When we are presented with apparently bizarre properties of microsystems governed by quantum mechanics (as in our discussion of the double-slit experiment in the previous chapter), we naturally ask whether it might be possible to find another theory, or at least another story to go with the equations, that would make more sense to us. We might seek a theory and a view of fundamental physical processes that would accord more with our classically based, everyday common sense. This typically takes the form of the question of the possibility of the existence of a more detailed description of atomic processes than that afforded by the wave function (that is, by the Copenhagen interpretation of the previous chapter). In this chapter we discuss some of the central interpretive problems of the Copenhagen version of quantum mechanics. Then, in the next two chapters, we look at the severe, general restrictions that are placed on any such completion of quantum mechanics and at one particular extension of quantum mechanics. First, though, we begin here with the struggle that ensued over the status of causality in quantum theory.

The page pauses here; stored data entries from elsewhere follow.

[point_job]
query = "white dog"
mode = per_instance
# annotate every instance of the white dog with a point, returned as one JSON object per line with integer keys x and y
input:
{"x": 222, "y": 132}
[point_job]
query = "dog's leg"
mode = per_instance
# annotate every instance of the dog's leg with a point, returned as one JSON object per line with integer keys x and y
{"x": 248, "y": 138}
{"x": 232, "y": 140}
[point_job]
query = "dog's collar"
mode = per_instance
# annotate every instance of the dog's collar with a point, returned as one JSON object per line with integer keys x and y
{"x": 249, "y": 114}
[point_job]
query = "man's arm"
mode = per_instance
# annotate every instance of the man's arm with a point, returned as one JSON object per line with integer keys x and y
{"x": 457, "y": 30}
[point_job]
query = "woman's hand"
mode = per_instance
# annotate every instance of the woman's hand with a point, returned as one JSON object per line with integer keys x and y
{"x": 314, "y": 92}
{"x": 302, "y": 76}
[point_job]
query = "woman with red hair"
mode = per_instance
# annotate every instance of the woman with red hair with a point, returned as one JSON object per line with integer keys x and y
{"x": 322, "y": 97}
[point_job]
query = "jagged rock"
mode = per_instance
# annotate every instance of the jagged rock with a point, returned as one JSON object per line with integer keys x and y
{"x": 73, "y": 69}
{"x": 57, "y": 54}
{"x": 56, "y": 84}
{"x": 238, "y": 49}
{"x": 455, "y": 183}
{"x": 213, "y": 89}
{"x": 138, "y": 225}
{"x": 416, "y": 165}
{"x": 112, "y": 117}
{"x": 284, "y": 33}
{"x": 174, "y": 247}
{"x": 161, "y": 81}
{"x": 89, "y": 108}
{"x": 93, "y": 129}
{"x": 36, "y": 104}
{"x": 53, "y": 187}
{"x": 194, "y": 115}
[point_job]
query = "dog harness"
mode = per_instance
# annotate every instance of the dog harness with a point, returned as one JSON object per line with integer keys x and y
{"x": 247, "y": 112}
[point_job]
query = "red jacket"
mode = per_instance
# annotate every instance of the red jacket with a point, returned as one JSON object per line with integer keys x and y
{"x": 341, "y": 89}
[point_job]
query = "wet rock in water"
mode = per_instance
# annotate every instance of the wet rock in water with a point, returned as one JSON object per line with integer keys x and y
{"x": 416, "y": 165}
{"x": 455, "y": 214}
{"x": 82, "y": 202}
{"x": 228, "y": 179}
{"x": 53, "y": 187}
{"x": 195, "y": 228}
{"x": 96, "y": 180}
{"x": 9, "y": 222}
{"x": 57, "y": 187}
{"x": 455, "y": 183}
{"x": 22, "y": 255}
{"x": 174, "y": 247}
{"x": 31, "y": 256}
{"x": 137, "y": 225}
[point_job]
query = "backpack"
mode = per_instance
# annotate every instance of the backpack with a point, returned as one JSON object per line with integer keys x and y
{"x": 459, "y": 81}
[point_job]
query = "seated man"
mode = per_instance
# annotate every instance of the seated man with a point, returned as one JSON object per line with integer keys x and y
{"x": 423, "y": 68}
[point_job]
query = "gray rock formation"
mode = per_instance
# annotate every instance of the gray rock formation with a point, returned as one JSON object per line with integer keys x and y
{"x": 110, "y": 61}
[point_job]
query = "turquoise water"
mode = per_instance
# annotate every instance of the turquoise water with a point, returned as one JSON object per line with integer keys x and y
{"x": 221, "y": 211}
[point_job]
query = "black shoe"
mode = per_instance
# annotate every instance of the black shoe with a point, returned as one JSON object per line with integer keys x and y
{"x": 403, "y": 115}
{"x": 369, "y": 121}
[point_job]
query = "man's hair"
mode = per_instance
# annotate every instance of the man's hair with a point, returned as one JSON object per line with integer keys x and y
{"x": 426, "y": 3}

THE COMPLETENESS OF QUANTUM MECHANICS

Although the Heisenberg uncertainty principle (Section 20.4) and the lack of absolute predictive power are an inherent feature of quantum mechanics, there have been attempts to preserve an in principle completely deterministic structure for physics. Even classically, in a macroscopic sample of gas there are so many molecules that it would be hopeless, as a practical matter, to predict the future locations of all these molecules from Newton's laws of motion.